Presenting the inaugural Vulture Central Hall of Lame™
2007: Year of the dingbat
Quotations It was the Greek dramatist Sophocles who once wrote: "A short saying often contains much wisdom."
And Marlene Dietrich said: "I love quotations because it is a joy to find thoughts one might have, beautifully expressed with much authority by someone recognised wiser than oneself."
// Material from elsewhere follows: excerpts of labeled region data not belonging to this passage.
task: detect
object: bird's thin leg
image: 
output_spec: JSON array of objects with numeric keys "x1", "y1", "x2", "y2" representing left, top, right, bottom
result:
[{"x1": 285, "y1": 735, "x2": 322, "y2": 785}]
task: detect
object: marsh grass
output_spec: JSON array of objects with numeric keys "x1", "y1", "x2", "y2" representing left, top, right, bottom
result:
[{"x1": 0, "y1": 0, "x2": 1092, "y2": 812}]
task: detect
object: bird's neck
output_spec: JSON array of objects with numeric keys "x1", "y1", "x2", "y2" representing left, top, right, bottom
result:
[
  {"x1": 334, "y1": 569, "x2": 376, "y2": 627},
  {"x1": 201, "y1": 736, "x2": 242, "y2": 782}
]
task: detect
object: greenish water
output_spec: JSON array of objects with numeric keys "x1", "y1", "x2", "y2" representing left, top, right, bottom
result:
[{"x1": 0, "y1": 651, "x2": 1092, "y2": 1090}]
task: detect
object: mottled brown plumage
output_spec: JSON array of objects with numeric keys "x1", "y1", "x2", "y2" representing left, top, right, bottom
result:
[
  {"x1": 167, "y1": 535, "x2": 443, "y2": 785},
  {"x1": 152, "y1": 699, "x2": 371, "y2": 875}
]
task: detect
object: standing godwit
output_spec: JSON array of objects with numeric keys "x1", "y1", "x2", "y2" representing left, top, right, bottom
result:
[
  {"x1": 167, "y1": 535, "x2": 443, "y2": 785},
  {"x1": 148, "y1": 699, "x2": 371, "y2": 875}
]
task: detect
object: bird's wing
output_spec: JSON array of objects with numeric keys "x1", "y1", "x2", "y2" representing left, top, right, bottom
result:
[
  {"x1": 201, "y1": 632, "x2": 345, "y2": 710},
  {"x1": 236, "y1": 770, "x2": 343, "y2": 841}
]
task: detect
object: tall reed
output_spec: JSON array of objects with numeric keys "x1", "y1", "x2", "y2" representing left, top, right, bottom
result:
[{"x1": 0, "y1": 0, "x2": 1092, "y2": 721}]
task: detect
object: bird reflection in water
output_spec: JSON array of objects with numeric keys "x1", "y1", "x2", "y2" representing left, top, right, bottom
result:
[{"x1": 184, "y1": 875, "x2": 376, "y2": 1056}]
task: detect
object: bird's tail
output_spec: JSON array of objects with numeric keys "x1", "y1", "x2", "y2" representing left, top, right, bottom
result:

What guff. Here at Vulture Central we subscribe to the Somerset Maugham school of thought, which says that the ability to quote is merely a "serviceable substitute for wit". With that in mind, we present for your enjoyment a selection of 2007's greatest public statements.
Yes, it's that time of year when the thundering torrent of news becomes a pathetic trickle, and most would be too drunk to care if Google and Microsoft merged anyway.
We've done illustrations and everything. You might call it filler - we couldn't possibly comment.
Our list is neither comprehensive nor scientific. If you've got your own favourite clangers from this year, feel free as ever to deface our comments section.
To the chunter bunker!
"Those will be good acquisitions, and they're important to us. And they're of strategic importance."
Steve "On The" Ballmer, on the 20 unidentified web companies Microsoft is planning to buy every year for the next five years.
"There’s a faddishness, a faddish nature about anything that basically appeals to younger people."
"I would like to say that accessibility for Linux users is EXACTLY the same issue as accessibility for those with disabilities."
"Lee" (not pictured), giving a remarkably candid assessment of his computer use commenting on BBC tech chief Ashley Highfield's blog. Highfield argued that the Linux iPlayer should be a low priority because of the OS's small number of desktop users.
"As a self-actualising media node, I welcome this redistribution of government funds from provincial luddites to new media 'creative' Sohoites... Ed Richards's initiative 'gets' new media on so many levels. Let's flashmob this bitch up to escape velocity."
Reg reader W Jackson's sarcastic submission to the consultation process for Ofcom's Public Service Publisher quango. Ofcom called it a "new media answer to a new media question". MPs preferred the description: "A cure for which there is no known disease."
"Frankly, the world wasn't 100 per cent ready for Windows Vista."
Microsoft VP Mike Sievert, explaining why everyone's still running and buying XP.
"Dude, I invented the friggin iPhone. Have you heard of it?"
Satirical blogger Fake Steve Jobs, who was eventually unmasked as Forbes journalist Dan Lyons. iPhone? Nope, never heard of it, guv.